In the Cost summary section, review the estimated cost of running the cluster. If desired you can go back and change the head node and queue configurations.
When all settings have been defined, click Create autoscaling cluster. The cluster is started.
Note:
- If any fields are incomplete, an error message is displayed. Go back through the form and fill out any missing information. At least one simulation application must be installed. Also, make sure that you have fully defined the head node and created at least one queue. Each queue must have an application specified.
- Cluster creation can take more than 30 minutes depending on the number of applications being installed.
- Restarting a stopped cluster can also take more than 30 minutes.

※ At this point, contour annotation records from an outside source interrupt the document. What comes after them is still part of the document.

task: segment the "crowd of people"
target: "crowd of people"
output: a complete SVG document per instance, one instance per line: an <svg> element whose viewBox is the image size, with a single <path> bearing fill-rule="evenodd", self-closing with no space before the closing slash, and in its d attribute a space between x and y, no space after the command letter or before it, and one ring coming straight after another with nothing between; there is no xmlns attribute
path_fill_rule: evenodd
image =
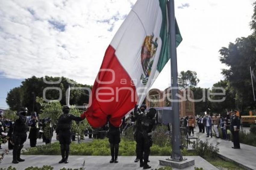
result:
<svg viewBox="0 0 256 170"><path fill-rule="evenodd" d="M204 116L185 116L180 120L180 126L186 128L189 135L194 135L194 128L198 127L199 132L206 133L207 138L213 137L213 131L215 138L224 140L231 140L234 143L234 149L240 149L239 143L239 130L240 118L236 115L237 111L228 112L224 116L218 116L215 114L211 117L209 114Z"/></svg>
<svg viewBox="0 0 256 170"><path fill-rule="evenodd" d="M139 108L138 108L138 106L135 106L133 112L131 113L128 118L124 119L123 123L119 127L112 125L110 121L111 116L108 117L108 120L104 128L107 129L108 136L110 145L111 159L110 163L118 163L117 157L120 141L120 134L122 131L124 131L130 126L130 124L132 124L135 125L133 126L134 134L136 143L136 156L134 162L139 162L140 167L143 167L144 169L148 169L151 168L148 162L150 162L148 157L150 148L152 144L152 132L156 127L155 117L157 111L154 108L150 108L146 111L146 107L145 105L142 105ZM81 121L85 118L82 116L83 115L79 117L71 114L69 113L70 111L70 109L67 106L63 107L63 114L59 118L56 125L56 137L60 144L62 157L59 162L60 163L68 163L69 146L72 138L71 131L72 120L77 122ZM27 116L28 110L25 108L20 108L17 114L18 118L14 122L11 122L11 126L7 126L7 123L5 123L6 120L4 119L2 114L0 114L0 129L2 131L1 132L8 132L7 136L8 137L10 144L8 147L11 146L13 147L12 162L15 164L25 160L20 158L20 153L24 143L27 139L29 127L30 127L30 129L28 138L30 139L30 146L32 147L36 145L37 139L39 136L40 126L43 127L41 129L45 132L47 132L43 135L43 139L45 138L46 143L50 142L53 131L50 119L40 120L36 113L33 112L31 114L31 118L28 119Z"/></svg>

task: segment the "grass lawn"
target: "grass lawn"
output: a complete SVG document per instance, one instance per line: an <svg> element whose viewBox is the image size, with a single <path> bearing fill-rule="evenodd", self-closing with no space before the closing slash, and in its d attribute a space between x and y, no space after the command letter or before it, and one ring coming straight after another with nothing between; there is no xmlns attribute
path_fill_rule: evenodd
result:
<svg viewBox="0 0 256 170"><path fill-rule="evenodd" d="M245 170L232 162L226 161L219 157L214 159L205 159L216 167L224 168L230 170Z"/></svg>
<svg viewBox="0 0 256 170"><path fill-rule="evenodd" d="M121 140L119 147L119 155L122 156L134 156L136 155L136 142L133 141ZM153 144L151 148L151 155L158 156L170 156L171 154L170 146L160 147ZM110 156L109 144L107 138L94 140L92 142L82 143L80 144L72 143L70 145L70 154L73 155ZM196 156L193 151L184 149L182 151L184 156ZM27 149L23 154L26 155L60 155L61 154L60 145L58 142L50 144L37 146L36 147ZM213 159L203 158L214 165L221 167L228 170L242 170L234 163L225 160L218 157Z"/></svg>

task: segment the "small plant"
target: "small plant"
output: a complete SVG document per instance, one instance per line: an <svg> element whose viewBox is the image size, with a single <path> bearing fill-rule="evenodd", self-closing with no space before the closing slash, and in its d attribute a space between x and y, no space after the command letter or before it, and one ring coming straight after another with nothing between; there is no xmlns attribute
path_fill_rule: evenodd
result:
<svg viewBox="0 0 256 170"><path fill-rule="evenodd" d="M256 126L255 126L256 127ZM254 128L253 127L252 129ZM250 129L250 131L252 128ZM253 130L252 130L253 132ZM251 131L251 133L247 133L245 132L239 132L239 139L240 142L253 146L256 146L256 134Z"/></svg>
<svg viewBox="0 0 256 170"><path fill-rule="evenodd" d="M42 168L39 168L37 166L33 167L30 166L25 169L25 170L52 170L53 167L47 165L44 165Z"/></svg>
<svg viewBox="0 0 256 170"><path fill-rule="evenodd" d="M170 166L164 166L159 168L158 169L155 169L155 170L172 170L173 168Z"/></svg>
<svg viewBox="0 0 256 170"><path fill-rule="evenodd" d="M6 149L2 153L0 154L0 164L1 164L1 162L2 162L2 160L4 159L4 156L5 155L8 155L9 153L9 150ZM0 169L0 170L2 170L2 169Z"/></svg>
<svg viewBox="0 0 256 170"><path fill-rule="evenodd" d="M250 132L251 133L256 135L256 126L251 125L250 128Z"/></svg>
<svg viewBox="0 0 256 170"><path fill-rule="evenodd" d="M9 166L7 168L0 168L0 170L16 170L16 169L15 168L12 167L11 166Z"/></svg>
<svg viewBox="0 0 256 170"><path fill-rule="evenodd" d="M167 126L158 126L152 135L153 143L161 147L170 147L171 138L170 134L167 133Z"/></svg>
<svg viewBox="0 0 256 170"><path fill-rule="evenodd" d="M208 141L205 142L198 140L198 144L194 143L192 148L194 150L196 155L201 157L214 158L217 156L219 149L217 145L214 146L212 144L209 144Z"/></svg>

When the cluster is in the Running state, users can use a virtual desktop in the same project space to copy input files to the shared storage and submit jobs to it from a virtual desktop in the same project space. See Submitting a Job to an Autoscaling Cluster in the User's Guide.

Note:

The Slurm client application is automatically installed on Linux virtual desktops. When you create an autoscaling cluster in a project space that contains a Linux virtual desktop, a connection between the autoscaling cluster and virtual desktop is automatically established, enabling you to submit jobs to the cluster from the virtual desktop. If for some reason the connection becomes broken, you can reestablish it by following the instructions in Restoring a Connection to a Slurm Autoscaling Cluster in the Troubleshooting Guide.
Once an autoscaling cluster has been created, you should only interact with it via Ansys Access on Microsoft Azure, not Azure portal.